Ne devient pas travailleur agricole qui le veut. M. Prince relate plusieurs expériences de collègues agriculteurs qui avaient embauché des personnes de leur localité en situation de chômage, mais qui malheureusement n’ont jamais montré le bout de leur nez. «Les gens qui désirent travailler sur une ferme n’ont pas forcément besoin d’expérience, mais ils doivent être ponctuels et être prêts à s’ajuster aux nombreux changements qui surviennent inévitablement pendant une saison agricole.»

Lors de la moisson du blé, la moissonneuse décharge les précieux grains dans une benne.

Redorer le blason

La volonté récente de certains de contribuer au milieu agricole est sans doute un signe que la population s’intéresse davantage à la chaine alimentaire qui la nourrit, de la fourche à la fourchette. «Les gens réalisent que nous sommes un service essentiel, convient Paul Campagne. Étant en production biologique, nous avons toujours accordé une grande importance à la sensibilisation et à la conscientisation du public, alors c’est beau de voir que la population s’y intéresse maintenant encore plus.»

Ce regain d’intérêt pourrait encourager les jeunes comme les adultes à s’engager dans la voie de l’agriculture. M. Campagne, qui réside six mois par année au Québec, note toutefois que dans l’Ouest canadien les exploitations agricoles sont bien différentes par rapport à celles de l’Est. «Ici, les superficies en culture sont immenses et le prix des terres est un obstacle majeur pour quelqu’un qui voudrait partir de zéro.» Lui-même cultive les terres ancestrales aux côtés de sa sœur Solange Campagne, qui a choisi de perpétuer son héritage agricole.

Le soleil se couche sur l’exploitation de Paul Campagne à Willow Bunch.

Le local à la rescousse

Le mouvement «local» a pris ces dernières années une ampleur sans précédent. Tant du côté des gouvernements que des détaillants, on enjoint les consommateurs, à coup d’initiatives et de mesures incitatives, à acheter les fruits de l’économie locale ainsi qu’à produire eux-mêmes leurs propres denrées, du jardin à l’assiette.

«C’est un réflexe naturel de se tourner vers ce que l’on connait en période de crise», souligne Sylvain Charlebois qui ajoute que les autorités gouvernementales se servent de la saveur locale comme d’un porte-étendard qu’il qualifie de cheerleading pour stimuler le maintien et la relance économiques.

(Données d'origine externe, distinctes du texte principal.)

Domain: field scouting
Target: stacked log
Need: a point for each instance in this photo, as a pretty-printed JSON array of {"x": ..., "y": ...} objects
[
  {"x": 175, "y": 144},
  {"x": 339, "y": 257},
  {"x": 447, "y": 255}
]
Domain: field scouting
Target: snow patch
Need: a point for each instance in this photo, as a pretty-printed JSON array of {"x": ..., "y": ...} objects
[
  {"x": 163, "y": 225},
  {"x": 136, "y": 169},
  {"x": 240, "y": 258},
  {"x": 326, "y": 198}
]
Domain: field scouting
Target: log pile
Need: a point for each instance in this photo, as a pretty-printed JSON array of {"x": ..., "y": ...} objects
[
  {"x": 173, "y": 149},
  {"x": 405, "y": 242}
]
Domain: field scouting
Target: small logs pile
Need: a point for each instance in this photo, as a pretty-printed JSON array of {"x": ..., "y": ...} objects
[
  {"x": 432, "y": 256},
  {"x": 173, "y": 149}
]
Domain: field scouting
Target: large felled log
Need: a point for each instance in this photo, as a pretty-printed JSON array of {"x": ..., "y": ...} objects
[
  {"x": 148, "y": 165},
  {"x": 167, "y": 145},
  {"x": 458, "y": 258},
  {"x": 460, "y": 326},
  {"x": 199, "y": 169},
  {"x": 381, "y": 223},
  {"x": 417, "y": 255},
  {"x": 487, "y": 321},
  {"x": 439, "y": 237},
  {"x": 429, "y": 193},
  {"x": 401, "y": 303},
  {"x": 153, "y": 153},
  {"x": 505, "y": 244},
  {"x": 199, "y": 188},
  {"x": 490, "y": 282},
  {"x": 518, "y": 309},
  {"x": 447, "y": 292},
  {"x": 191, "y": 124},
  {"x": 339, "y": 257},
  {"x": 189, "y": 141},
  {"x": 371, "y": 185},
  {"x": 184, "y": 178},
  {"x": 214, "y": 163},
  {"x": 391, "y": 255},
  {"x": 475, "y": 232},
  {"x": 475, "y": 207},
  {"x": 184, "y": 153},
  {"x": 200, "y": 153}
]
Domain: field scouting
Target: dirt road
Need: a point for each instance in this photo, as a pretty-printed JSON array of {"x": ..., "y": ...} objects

Toutefois, comme le fait remarquer le spécialiste, «local» ne veut pas dire la même chose partout au Canada. «Quand on parle d’acheter local, au Québec, il s’agit de produits cultivés et transformés dans la province, tandis que dans l’Ouest “local” veut plus souvent dire canadien. De même, si vous habitez à Toronto, les aliments provenant de la Chine sont votre local à vous.»

Les préparatifs agricoles printaniers semblent donc bien amorcés et, avec le concours de Dame nature, ils promettent de livrer une marchandise que les consommateurs, au Canada et ailleurs, apprécieront peut-être davantage en reconnaissant l’apport essentiel des travailleurs de la terre.